In conclusion, the statistical phenomena of small samples and regression toward the mean both suggest that the Texas Tech men will suffer some drop-off from their current 50.4% three-point shooting percentage. You probably don't need to have a statistics teacher tell you a 50% three-point shooting clip is unlikely to be maintained for a full season, any more than you need one to tell you that baseball players batting over .400 for the first month of the season will almost certainly fall off in their averages. If, however, you have some interest in the statistical concepts associated with teams' and players' fall-off after hot starts, you've visited the right place!

Saturday, November 25, 2006

In about a half-hour, the Utah Jazz will attempt to improve upon its 12-1 start to the current NBA season (game-by-game log; ignore the pre-season games that are listed first). The Jazz finished exactly at .500 last year (41-41), so such a torrid start this season comes as a surprise to most observers. This article provides some ideas of why Utah appears to be so improved.

Thursday, November 23, 2006

Happy Thanksgiving!

There was a men's college basketball game televised earlier today, in which Southern Illinois went scoreless in overtime in losing to Arkansas. Going scoreless in OT seems like an interesting type of cold hand.

Going scoreless for a five-minute stretch at any point in a game is probably fairly unusual. Further, if a game goes to overtime, that would seem to suggest the teams are pretty evenly matched (at least on that day or night). Therefore, one team shouldn't be able to shut out the opponent by sheer intimidation, for example by continually pressing and stealing the ball.

Shot clocks range from giving teams 24 seconds per possession to shoot in the NBA to 35 seconds in men's NCAA play (women's college ball uses 30 seconds, whereas the WNBA switched last season to 24 seconds from 30). Thus, unless both teams exhaust their full allotments of time to shoot, it would seem that teams could get about two possessions per minute, or 10 for an entire overtime. That's a lot of shots to miss (although a team could have fewer, due to turnovers), not to mention possible free throws.

One mechanism by which a team could go scoreless in OT -- of which you'll see some apparent evidence below -- is that it could get desperate after falling behind early in the extra period and then start jacking up threes.

I naturally wondered how often overtime shutouts have occurred. To get an estimate, I did some web searching using keywords such as overtime, scoreless, shut out and, to exclude other sports, basketball. It might not be the most scientific way to approach the problem, but it should provide a ballpark (or in this case, arena) figure. Below is a list of games I found from 2000 onward, complete with web links to game articles and box scores.

Men's College

Southern Illinois (vs. Arkansas), November 23, 2006
(SIU was 0-3 from the field in OT, no FT attempts)
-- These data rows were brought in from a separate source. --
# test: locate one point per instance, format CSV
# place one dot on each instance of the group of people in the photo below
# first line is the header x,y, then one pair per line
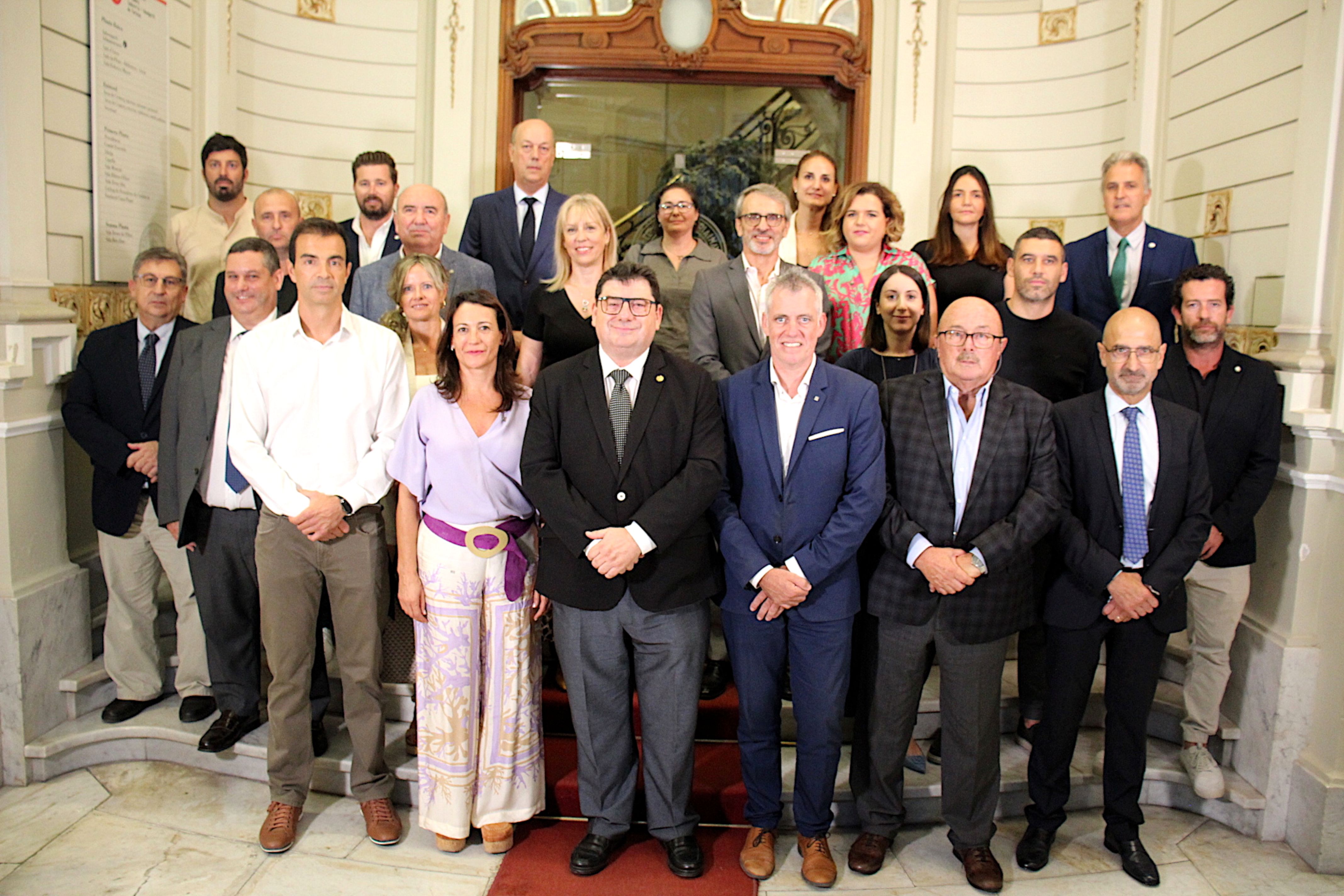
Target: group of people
x,y
659,456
George Mason (vs. James Madison), February 7, 2004
("The Patriots missed all six of their field goal tries, four from behind the arc, and went 0-for-2 at the free throw line in overtime.")

Women's College

Indiana (vs. Michigan State), February 29, 2004
(IU was 0-6 in OT field goal attempts, all from three-point land, no FT attempts)

Men's Pro

Boston (vs. Indiana), April 29, 2003
(first OT shutout in NBA play-off history; Celtics missed six shots from field and two FT attempts)

Vancouver (vs. Indiana), December 2, 2000

Women's Pro

None found.

Monday, November 13, 2006

With yesterday's 17-16 win over the Buffalo Bills, the Indianapolis Colts have gotten off to a 9-0 start this season. This makes them the only team in NFL history to start out 9-0 in two consecutive seasons. Last year, in fact, the Colts won their first 13 games of the season.

Obviously, winning regular-season games is not the problem for Indy - it's getting to the Super Bowl. We'll see if things are any better this season, come play-off time.

Friday, November 10, 2006

Some players in a given sport seem to perform at the same level night after night, whereas others show more variability from good to bad in how they do. Is it more advantageous to have one of type of player than the other? Sal Baxamusa investigates this question with regard to selected MLB starting pitchers, in The Hardball Times.